Q. I'm not sure if joining your co-op or even any co-op is right for me and my family. Do you have any information that will help me decide?
A. We do recommend that you talk to one of us and/or schedule a visit to our co-op to help you decide if CHECCS will be a good fit for you and your family. There are many reasons to not join a co-op--ours or any others. Below, we have adapted an article by Carren W. Joye to give you some more information that may help you decide. (You might want to visit her site to read more about homeschool co-ops and support groups.)
1) We are first and foremost a Christian co-operative. We expect Christ-honoring behavior, speech, dress, etc. Please read our statement of faith. If you cannot in good faith sign it, then you should not join our group.
2) If you already have a full-time job or are already super busy, you might find a co-op to be too time-consuming. Our co-op is several hours long and meets one day each week. You must stay at co-op with your child. Also, many groups, including ours, requires the parent to help in some way. Our group consists of homeschool moms just like you, who are busy in their homes and in their churches. It takes all of us working together to make a homeschool co-op work successfull, and, as the saying goes, "Many hands make light work." So if you already are suber busy, you will only burden yourself more by joining a homeschool co-op.
3) If you already know that your student will be unable to attend several classes during the co-op year, you probably should not join a co-op. Many classes need regular attendance in order for the student to keep on task with the other students. We do understand that illnesses and emergencies happen, but you should plan to have your student attend every class possible. If you know already that your family will miss a lot of co-op classes due to illnesses or other obligations, then you probably should not join.

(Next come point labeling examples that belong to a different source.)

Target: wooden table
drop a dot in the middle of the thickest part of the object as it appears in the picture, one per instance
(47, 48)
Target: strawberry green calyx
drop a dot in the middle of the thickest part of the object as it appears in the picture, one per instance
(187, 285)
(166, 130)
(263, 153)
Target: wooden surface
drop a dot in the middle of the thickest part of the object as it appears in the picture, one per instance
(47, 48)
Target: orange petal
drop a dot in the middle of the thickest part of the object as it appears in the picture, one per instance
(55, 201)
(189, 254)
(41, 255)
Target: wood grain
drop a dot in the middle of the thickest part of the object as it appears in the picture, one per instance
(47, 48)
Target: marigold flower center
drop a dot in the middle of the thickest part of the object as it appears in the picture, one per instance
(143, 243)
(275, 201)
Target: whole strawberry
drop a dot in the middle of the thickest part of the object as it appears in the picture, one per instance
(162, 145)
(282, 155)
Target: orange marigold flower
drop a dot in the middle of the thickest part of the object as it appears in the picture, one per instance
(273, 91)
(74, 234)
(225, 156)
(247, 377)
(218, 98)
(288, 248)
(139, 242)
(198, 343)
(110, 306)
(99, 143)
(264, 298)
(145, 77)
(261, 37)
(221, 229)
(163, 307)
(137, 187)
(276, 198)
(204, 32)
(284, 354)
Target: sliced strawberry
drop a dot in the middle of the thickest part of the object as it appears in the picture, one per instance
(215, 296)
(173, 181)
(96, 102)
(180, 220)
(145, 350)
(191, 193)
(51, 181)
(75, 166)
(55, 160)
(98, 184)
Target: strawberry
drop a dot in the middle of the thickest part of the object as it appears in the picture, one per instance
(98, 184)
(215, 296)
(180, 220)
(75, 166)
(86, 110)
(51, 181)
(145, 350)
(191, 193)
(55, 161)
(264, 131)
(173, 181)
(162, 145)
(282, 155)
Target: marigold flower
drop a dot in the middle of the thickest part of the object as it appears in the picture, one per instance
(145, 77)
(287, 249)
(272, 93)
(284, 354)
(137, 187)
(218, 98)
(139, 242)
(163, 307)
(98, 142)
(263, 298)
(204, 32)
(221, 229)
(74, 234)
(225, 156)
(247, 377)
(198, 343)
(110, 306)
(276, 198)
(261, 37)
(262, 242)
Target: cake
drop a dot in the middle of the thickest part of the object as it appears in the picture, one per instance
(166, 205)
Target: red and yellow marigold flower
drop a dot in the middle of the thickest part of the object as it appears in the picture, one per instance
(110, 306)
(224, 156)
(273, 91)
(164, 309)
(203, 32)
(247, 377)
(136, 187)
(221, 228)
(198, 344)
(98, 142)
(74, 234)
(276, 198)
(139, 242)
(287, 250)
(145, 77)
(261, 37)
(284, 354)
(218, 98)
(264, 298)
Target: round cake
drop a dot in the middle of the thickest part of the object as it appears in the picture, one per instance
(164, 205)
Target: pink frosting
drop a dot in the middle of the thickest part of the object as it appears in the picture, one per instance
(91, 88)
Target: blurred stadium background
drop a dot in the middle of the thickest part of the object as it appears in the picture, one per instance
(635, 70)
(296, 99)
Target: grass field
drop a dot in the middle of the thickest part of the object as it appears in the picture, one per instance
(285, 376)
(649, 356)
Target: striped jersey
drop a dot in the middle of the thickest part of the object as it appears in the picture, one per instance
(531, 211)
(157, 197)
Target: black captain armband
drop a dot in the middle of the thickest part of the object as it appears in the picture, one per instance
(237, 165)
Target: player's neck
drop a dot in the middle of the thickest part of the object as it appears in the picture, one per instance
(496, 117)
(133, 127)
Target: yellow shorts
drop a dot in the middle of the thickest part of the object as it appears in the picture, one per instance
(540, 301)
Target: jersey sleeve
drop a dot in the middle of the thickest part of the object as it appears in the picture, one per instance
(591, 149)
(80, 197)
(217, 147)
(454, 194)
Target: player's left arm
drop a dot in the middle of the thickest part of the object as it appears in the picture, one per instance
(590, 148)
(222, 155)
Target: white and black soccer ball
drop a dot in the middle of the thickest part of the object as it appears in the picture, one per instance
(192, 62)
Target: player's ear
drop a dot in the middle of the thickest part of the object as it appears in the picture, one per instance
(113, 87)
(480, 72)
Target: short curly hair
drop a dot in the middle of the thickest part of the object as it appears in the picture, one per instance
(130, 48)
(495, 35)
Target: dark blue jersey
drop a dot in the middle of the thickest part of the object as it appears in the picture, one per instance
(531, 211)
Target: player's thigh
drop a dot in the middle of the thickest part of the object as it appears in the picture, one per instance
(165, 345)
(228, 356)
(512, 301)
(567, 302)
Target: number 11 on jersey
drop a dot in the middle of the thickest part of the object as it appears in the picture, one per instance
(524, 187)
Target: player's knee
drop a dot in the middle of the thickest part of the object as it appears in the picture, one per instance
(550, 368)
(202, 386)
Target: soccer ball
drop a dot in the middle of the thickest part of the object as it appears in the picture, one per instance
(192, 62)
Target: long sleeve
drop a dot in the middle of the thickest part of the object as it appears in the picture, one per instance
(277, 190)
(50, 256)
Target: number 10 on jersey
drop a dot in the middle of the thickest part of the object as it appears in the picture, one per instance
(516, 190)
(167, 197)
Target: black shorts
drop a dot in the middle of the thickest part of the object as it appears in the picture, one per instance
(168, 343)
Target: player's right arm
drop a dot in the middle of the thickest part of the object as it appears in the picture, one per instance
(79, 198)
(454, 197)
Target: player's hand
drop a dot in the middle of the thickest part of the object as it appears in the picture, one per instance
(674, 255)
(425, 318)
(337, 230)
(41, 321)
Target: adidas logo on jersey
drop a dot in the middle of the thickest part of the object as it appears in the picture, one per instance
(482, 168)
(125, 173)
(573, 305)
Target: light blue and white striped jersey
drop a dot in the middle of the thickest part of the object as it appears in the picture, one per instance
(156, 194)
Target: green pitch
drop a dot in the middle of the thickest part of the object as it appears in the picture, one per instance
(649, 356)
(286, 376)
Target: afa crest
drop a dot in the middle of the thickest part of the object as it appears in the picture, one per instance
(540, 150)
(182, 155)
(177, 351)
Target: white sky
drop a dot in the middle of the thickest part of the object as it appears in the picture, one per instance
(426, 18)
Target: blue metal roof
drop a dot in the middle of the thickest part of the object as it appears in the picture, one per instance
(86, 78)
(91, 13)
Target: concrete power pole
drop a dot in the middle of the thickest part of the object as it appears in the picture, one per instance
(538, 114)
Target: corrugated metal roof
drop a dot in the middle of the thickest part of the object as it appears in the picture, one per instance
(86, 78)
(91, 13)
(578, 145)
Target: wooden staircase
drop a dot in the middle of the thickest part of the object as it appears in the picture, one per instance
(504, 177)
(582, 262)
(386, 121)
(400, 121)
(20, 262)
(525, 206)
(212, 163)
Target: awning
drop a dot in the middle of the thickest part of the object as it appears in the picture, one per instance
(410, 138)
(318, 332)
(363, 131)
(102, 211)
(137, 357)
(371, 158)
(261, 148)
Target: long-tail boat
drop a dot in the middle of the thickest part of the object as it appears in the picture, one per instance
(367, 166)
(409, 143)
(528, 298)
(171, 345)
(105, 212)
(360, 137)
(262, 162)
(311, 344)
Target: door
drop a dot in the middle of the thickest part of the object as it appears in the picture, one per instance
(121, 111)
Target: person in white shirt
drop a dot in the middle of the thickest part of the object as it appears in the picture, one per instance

4) If you are looking for a co-op that will be a substitute for work that should be done at home, you should not join a co-op. Our classes are meant to only be a supplement to what you are teaching at home. Also, we meet only once a week which is not sufficient time to replace what the government expects you to teach at home during the whole week. Ultimately, you are responsible for your children's education because the bulk of their education is completed at home over several days each week.
5) If your child does not do well in a group setting or could not learn well in a classroom environment, he/she will probably not do well in a co-op setting. While our class sizes are generally small, our co-op is set up very much like a typical classroom. We have TVs, tables and chairs, whiteboards, change classes, have a specific schedule, etc. We also expect courteous classroom behavior. We also group the students by grade/age.
6) If your child is undergoing obedient issues or has social or behavioral problems, this is not a good time to join a co-op. Instead, take this time to focus on character development before putting him/her in a situation for which he/she may not yet be ready. This applies to children of all ages.
7) If you are joining a co-op for strictly socialization reasons, you may find co-op classes too academic. Some co-op classes require the purchase of textbooks and/or supplies and also have work assigned to do at home each week.
8) Similarly, if you are joining a co-op so your student can earn credits and take rigorous, college preparatory classes, you may the co-op classes to be unchallenging. Our co-op does not assign credits, nor do we meet often enough to complete a high school level textbook. Our classes are meant to supplement.